Targeted marketing can give rise to instances of consumers becoming distressed, suspecting there is more to the marketing piece than simple coincidence. For example, a consumer has just been diagnosed with breast cancer and receives a mailing from a cancer charity or a relative has been given a terminal diagnosis and then receives a “do you have a funeral plan?” mailing. It’s not uncommon in these cases for people to allege that a company has acquired illegal access to medical records. Sensitive handling of these cases is paramount, along with the ability to explain the privacy issues and strict laws protecting access to medical records. It should be reiterated that these are unfortunate coincidences. It often helps to explain identical marketing was sent to thousands of other consumers, some of whom may have found it helpful rather than insensitive/alarming.
Why have I received a mailing addressed to my 12 year old?
Understandably, parents or carers are anxious if they discover their child’s details are held on a database outside of school or the doctor. It’s rare, but it does happen. In most circumstances there is a logical explanation that will put parents or carers at ease. The child may have completed their details online by mistake, an incorrect year of birth may have been provided making them over 18, or in some cases children have been known to be added in error by adults to the Edited Electoral Roll.
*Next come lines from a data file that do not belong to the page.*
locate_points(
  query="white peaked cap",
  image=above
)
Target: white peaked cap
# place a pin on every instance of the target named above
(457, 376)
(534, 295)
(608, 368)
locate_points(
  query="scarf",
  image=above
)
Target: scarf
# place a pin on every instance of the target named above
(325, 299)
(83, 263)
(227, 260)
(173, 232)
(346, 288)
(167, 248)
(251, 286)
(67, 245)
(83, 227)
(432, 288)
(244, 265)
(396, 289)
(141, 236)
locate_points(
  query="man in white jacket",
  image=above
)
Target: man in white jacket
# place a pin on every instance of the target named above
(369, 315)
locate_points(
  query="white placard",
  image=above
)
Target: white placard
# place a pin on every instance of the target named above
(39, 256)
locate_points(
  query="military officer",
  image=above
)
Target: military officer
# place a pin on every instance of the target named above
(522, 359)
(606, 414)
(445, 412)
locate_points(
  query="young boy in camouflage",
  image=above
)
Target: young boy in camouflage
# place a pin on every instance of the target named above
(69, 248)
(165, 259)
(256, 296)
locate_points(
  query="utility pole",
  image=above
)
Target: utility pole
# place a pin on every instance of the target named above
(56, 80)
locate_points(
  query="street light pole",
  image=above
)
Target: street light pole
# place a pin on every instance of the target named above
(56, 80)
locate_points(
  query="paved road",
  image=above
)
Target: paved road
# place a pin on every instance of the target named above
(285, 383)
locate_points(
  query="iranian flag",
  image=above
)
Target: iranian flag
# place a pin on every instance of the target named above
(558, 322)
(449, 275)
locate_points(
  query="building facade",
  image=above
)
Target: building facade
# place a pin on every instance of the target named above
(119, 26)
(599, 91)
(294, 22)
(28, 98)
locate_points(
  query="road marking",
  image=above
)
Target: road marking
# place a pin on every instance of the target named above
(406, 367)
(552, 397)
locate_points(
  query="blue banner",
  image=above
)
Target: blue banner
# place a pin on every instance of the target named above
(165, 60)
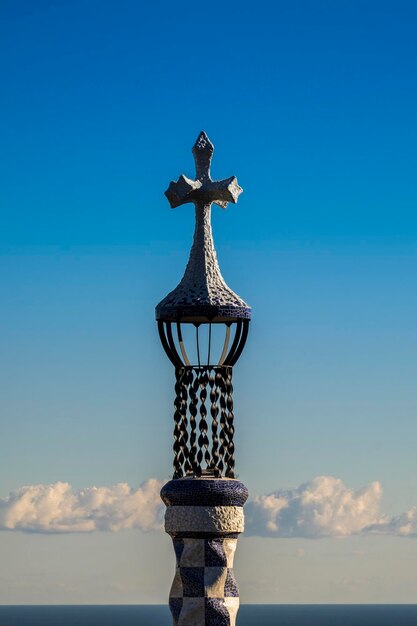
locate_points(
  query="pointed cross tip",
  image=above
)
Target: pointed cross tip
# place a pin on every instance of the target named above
(203, 143)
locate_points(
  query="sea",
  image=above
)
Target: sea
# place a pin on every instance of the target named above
(249, 615)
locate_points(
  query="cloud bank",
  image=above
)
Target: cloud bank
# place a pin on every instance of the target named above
(323, 507)
(57, 508)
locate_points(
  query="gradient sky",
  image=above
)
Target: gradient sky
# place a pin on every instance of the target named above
(312, 104)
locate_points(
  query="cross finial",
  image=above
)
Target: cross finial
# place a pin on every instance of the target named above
(203, 190)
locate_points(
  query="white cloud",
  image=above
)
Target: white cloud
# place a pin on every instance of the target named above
(57, 508)
(404, 525)
(323, 507)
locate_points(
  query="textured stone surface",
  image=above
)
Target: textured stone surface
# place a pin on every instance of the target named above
(204, 590)
(203, 293)
(204, 492)
(205, 519)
Good data compliance will enable consumer services to identify the provenance of the error and prevent the matter escalating into a formal complaint or SAR.
My mother has Alzheimer’s can you remove her from your data base?
Marketing literature can cause anguish and confusion for dementia sufferers or other vulnerable groups. Unfortunately it can prove an arduous task for relatives to try to prevent. These are simply suppression requests, but it can be helpful to ask any data partners to also suppress the record and to inform relatives about the Mailing Preference Service.
My father has died, why is he still receiving marketing literature?
Many people simply throw unwanted marketing literature, whoever it is addressed to, in the bin. For others it is upsetting to receive letters addressed to a loved one who has died. As well as confirming suppression, informing people that they can register their relative’s death with the Mailing Preference Service, which is applied by all reputable UK marketing companies, can offer some assurance.
A further explanation can be provided that marketing companies unfortunately can’t be 100% accurate. In the past organisations had access to the National Register of Deaths for this purpose, but for many years now have needed to rely on industry suppression files of people who’ve died.
Under the DPA, can you provide me with ALL the data you hold on me?
A consumer may demand to know ‘everything’ a company holds on them, but in the first instance this does not have to be treated as a Subject Access Request, unless it is received formally as such in writing. In many cases, asking the consumer what has prompted their query, providing details of where their data was sourced from, perhaps an overview of the data held and confirmation of suppression will suffice. If a formal SAR is submitted in writing then this must be fulfilled within 40 working days.
The information provided and the opinions expressed in this document represent the views of the Data Protection Network. They do not constitute legal advice and cannot be construed as offering comprehensive guidance on the EU General Data Protection Regulation (GDPR) or other statutory measures referred to.